Bryce Canyon to kanion, a zarazem park narodowy w południowo-zachodniej części stanu Utah. Niegdyś w okolicach tych mieszkali Indianie z plemion takich jak Pajutowie czy Anasazi, ale obecna nazwa pochodzi od nazwiska Ebenezera Bryce’a, mormońskiego pioniera, który osiedlił się na tych terenach w roku 1875.
Park jest wielką atrakcją turystyczną, słynie z niesamowitych tworów natury, a mianowicie skał przybierających nieprawdopodobne kształty, pobudzające wyobraźnię przybywających tu chętnie turystów. Okna, łuki, mosty, kolumny – park wypełniony jest takimi formacjami skalnymi, są im zresztą nadawane rozmaite nazwy, jak choćby „Młot Thora” czy „Królowa Wiktoria”.
Bryce Canyon nie jest kanionem w ścisłym tego słowa znaczeniu, albowiem jego dnem nie płynie żadna rzeka. Jest w każdym razie naturalnym produktem erozji, spowodowanej zmianami temperatur w ciągu dnia, a także oddziaływaniem wody deszczowej.
W tym dziwnym, czerwonym krajobrazie rosną przede wszystkim drzewa iglaste: sosny, jodły i świerki. Przemykają tu także pumy, kojoty, susły, świstaki, ujrzeć można także szybujące ponad skalnymi rozpadlinami orły i sowy.

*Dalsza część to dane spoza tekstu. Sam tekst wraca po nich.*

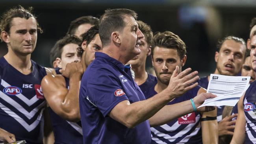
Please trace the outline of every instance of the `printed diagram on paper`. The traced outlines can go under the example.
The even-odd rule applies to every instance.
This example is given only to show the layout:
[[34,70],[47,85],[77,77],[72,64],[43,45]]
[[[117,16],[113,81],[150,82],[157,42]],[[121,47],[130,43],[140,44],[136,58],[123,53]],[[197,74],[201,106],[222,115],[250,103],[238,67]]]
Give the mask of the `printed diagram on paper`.
[[198,108],[205,106],[235,106],[249,87],[250,78],[249,76],[211,74],[207,92],[217,97],[206,100]]

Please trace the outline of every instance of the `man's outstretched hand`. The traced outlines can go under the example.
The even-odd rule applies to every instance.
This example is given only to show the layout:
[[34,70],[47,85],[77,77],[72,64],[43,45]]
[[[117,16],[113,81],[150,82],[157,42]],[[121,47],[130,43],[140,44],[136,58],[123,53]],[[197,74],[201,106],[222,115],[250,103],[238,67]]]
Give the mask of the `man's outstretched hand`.
[[[198,107],[202,105],[206,100],[208,98],[214,98],[216,96],[216,95],[213,94],[211,93],[203,92],[194,98],[193,100],[196,107]],[[215,107],[214,106],[207,106],[197,109],[197,111],[201,112],[205,112],[213,111],[215,109]]]

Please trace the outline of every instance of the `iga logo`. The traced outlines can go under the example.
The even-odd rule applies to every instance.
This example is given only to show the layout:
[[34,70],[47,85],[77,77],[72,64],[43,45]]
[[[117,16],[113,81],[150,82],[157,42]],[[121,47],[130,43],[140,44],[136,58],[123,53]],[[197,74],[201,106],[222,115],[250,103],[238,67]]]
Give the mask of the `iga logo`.
[[19,94],[22,92],[22,90],[21,90],[20,88],[15,86],[6,87],[4,89],[3,91],[6,94],[12,96]]
[[37,98],[39,99],[44,99],[44,94],[42,91],[42,88],[40,85],[35,85],[35,90]]
[[196,114],[195,113],[186,114],[178,118],[180,124],[189,124],[196,122]]
[[255,106],[252,103],[248,103],[245,105],[244,109],[245,111],[248,112],[253,111],[255,109]]
[[125,93],[121,89],[117,89],[115,91],[115,95],[117,96],[122,96]]

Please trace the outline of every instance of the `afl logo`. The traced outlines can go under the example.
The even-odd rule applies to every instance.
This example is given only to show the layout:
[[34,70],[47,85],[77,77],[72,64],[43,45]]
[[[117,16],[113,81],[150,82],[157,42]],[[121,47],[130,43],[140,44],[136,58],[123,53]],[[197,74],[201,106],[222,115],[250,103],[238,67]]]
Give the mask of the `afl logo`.
[[121,89],[117,89],[115,91],[115,95],[117,96],[122,96],[124,94],[124,92]]
[[15,95],[21,93],[22,90],[19,87],[15,86],[6,87],[3,90],[6,94],[11,95]]
[[252,103],[248,103],[245,105],[244,109],[245,111],[248,112],[253,111],[255,109],[255,106]]

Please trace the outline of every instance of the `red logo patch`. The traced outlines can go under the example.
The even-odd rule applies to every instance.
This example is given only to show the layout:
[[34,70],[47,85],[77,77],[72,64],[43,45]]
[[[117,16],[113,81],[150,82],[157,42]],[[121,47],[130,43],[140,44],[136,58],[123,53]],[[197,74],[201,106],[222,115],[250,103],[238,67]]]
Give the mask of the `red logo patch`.
[[195,113],[186,114],[178,118],[180,124],[189,124],[196,122],[196,115]]
[[37,98],[39,99],[44,99],[44,94],[42,91],[42,88],[40,85],[35,85],[35,90]]
[[115,95],[117,96],[122,96],[124,94],[124,92],[121,89],[117,89],[115,91]]

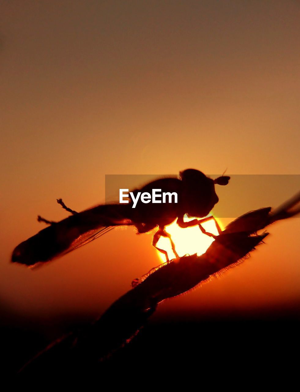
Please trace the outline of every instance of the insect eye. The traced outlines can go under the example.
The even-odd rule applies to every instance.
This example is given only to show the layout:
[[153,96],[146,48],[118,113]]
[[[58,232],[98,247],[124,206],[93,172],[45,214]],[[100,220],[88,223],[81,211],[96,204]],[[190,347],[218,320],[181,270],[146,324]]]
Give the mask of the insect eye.
[[218,185],[227,185],[229,182],[230,179],[230,177],[228,176],[222,176],[221,177],[218,177],[217,178],[216,178],[215,180],[214,180],[213,182],[215,184],[217,184]]

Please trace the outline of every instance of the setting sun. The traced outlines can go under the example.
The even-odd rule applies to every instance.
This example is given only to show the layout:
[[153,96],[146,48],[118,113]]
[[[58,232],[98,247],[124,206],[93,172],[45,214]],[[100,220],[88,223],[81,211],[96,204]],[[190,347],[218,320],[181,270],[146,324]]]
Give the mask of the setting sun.
[[[211,214],[210,216],[213,216]],[[188,221],[194,219],[193,217],[188,218],[186,215],[184,216],[185,221]],[[222,223],[219,220],[217,220],[222,230],[223,227]],[[206,231],[218,235],[218,230],[213,219],[205,222],[202,225]],[[206,251],[213,241],[211,237],[204,234],[198,226],[182,229],[177,225],[176,221],[166,226],[165,230],[171,234],[172,240],[175,244],[176,250],[181,257],[185,254],[193,254],[194,253],[197,253],[199,256],[201,256]],[[168,238],[161,237],[157,243],[157,246],[167,251],[170,260],[174,258],[175,255]],[[158,251],[157,253],[162,262],[164,263],[166,261],[164,255]]]

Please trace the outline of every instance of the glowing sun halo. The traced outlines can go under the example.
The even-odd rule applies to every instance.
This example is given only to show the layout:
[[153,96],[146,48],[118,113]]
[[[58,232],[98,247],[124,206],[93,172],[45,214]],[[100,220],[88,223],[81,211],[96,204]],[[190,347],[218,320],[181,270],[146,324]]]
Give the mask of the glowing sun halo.
[[[188,218],[186,215],[184,216],[185,221],[194,219],[193,218]],[[217,219],[216,219],[221,229],[223,229],[222,224]],[[205,222],[202,226],[206,231],[218,235],[218,230],[213,220],[211,219]],[[197,253],[200,256],[206,251],[213,241],[213,238],[203,234],[198,226],[182,229],[177,224],[176,221],[166,226],[166,231],[171,234],[172,240],[175,244],[176,252],[181,257],[185,254],[193,254],[194,253]],[[157,246],[167,251],[170,260],[175,257],[168,238],[161,237]],[[164,263],[166,261],[164,255],[158,251],[157,253],[162,262]]]

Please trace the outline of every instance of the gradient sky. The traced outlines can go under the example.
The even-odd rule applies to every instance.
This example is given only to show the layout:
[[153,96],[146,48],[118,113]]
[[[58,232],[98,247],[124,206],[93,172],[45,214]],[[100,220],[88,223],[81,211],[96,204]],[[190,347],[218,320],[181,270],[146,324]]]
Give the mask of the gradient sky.
[[[33,272],[9,263],[43,228],[38,214],[66,217],[56,198],[76,211],[102,203],[107,174],[300,174],[298,1],[0,8],[0,297],[20,319],[100,313],[159,263],[150,235],[129,229]],[[300,226],[272,227],[249,260],[157,313],[298,304]]]

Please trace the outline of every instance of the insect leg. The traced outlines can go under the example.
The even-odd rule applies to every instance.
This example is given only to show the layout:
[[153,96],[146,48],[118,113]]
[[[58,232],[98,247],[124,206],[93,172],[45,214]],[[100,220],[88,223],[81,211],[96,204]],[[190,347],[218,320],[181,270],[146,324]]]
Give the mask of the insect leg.
[[62,199],[56,199],[57,202],[59,204],[60,204],[64,210],[65,210],[66,211],[67,211],[69,212],[70,212],[73,215],[76,215],[76,214],[78,214],[78,212],[76,212],[76,211],[74,211],[73,210],[71,210],[70,208],[69,208],[67,207],[65,203],[63,201]]
[[134,225],[137,228],[137,234],[143,234],[150,231],[157,225],[152,223],[135,223]]
[[47,219],[45,219],[45,218],[42,218],[40,215],[38,215],[38,221],[43,222],[47,225],[53,225],[54,223],[56,223],[56,222],[53,221],[49,221]]
[[158,242],[158,240],[161,237],[166,237],[169,239],[170,242],[171,242],[171,246],[172,248],[172,250],[173,250],[174,254],[175,255],[175,256],[176,257],[179,257],[178,254],[175,249],[175,245],[173,241],[172,241],[172,239],[171,238],[171,234],[167,233],[165,230],[164,227],[159,227],[157,231],[155,232],[154,236],[153,236],[153,240],[152,241],[152,245],[154,248],[156,248],[157,250],[159,250],[159,252],[161,252],[162,253],[163,253],[166,256],[166,261],[169,261],[169,258],[168,256],[168,252],[167,251],[165,250],[164,249],[161,249],[160,248],[157,248],[156,246],[156,244]]
[[202,227],[201,224],[201,223],[204,223],[204,222],[207,222],[208,221],[211,220],[211,219],[213,219],[215,221],[217,229],[218,230],[218,232],[219,234],[220,234],[222,232],[221,228],[219,226],[218,222],[217,221],[215,218],[213,216],[207,216],[206,218],[203,218],[202,219],[193,219],[193,220],[190,221],[188,222],[184,222],[182,218],[180,218],[178,217],[178,219],[177,220],[177,224],[180,227],[182,227],[183,228],[185,227],[191,227],[193,226],[196,226],[197,225],[199,226],[199,228],[204,234],[206,234],[207,236],[208,236],[210,237],[212,237],[213,238],[216,238],[216,236],[215,236],[214,234],[213,234],[211,233],[209,233],[208,232],[206,231],[205,229]]
[[208,221],[210,220],[211,219],[215,221],[215,223],[216,225],[216,227],[217,227],[217,230],[218,230],[218,232],[219,234],[220,234],[222,232],[222,229],[220,227],[220,225],[217,222],[217,220],[214,216],[207,216],[206,218],[203,218],[203,219],[200,219],[200,220],[198,221],[198,222],[199,223],[204,223],[204,222],[207,222]]

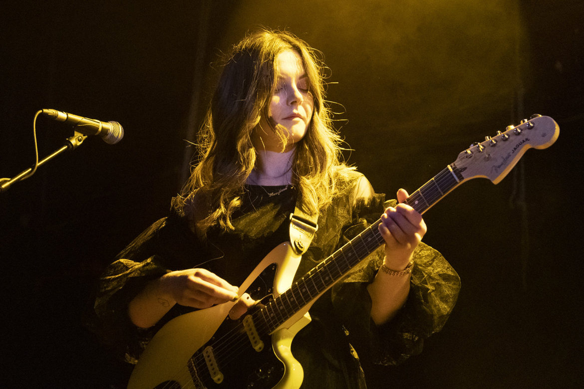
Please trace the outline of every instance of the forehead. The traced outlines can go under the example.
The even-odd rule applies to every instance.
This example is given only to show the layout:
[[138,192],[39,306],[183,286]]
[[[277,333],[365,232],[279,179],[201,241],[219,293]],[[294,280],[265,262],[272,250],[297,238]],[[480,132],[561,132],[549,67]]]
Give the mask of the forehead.
[[304,65],[300,55],[293,50],[282,51],[276,57],[278,78],[300,77],[305,75]]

Inny park narodowy w tej części Utah to Zion Park, przecięty Rzeką Dziewiczą i również obfitujący w malownicze twory erozji, zbudowane z czerwonego piaskowca. Głównym wąwozem jest tu Zion, głęboki na 800 metrów, ale znaleźć można także inne ciekawe miejsca. W północno-wschodniej części parku oglądać można Kolob Arch, jeden z największych na świecie wolnostojących łuków skalnych.
Krajobrazy Bryce Canyon i Zion Park stały się 40 lat temu ogromną inspiracją dla jednego z najwybitniejszych kompozytorów XX wieku – Oliviera Messiaena. Ten wielki innowator muzyki, odnowiciel muzyki organowej, niestrudzony eksperymentator (i zarazem pobożny katolik, co w tamtych czasach było już rzadkością wśród artystów, szczególnie awangardowych) odmalował pejzaże amerykańskich kanionów w swoim dziele „Des canyons aux etoiles…”. „Od kanionów do gwiazd” – tak tłumaczy się ów tytuł i stąd też na początku tekstu pozwoliłem wspomnieć sobie o bezmiarze rozświetlonego gwiazdami kosmosu.
Dzieło Messiaena to monumentalna kompozycja złożona z 12 części, a jej wykonanie trwa zazwyczaj od 90 do 100 minut. Rzecz rozpisana jest na orkiestrę, w skład której wchodzą m.in. fortepian, róg, sekcja smyczków, a także różnego rodzaju flety, instrumenty perkusyjne czy dzwonki. Mało tego, kompozytor włączył do instrumentarium również urządzenie imitujące szum wiatru, a także własny wynalazek – „geofon” (bęben wypełniony śrutem, naśladujący odgłos stąpania po suchej ziemi).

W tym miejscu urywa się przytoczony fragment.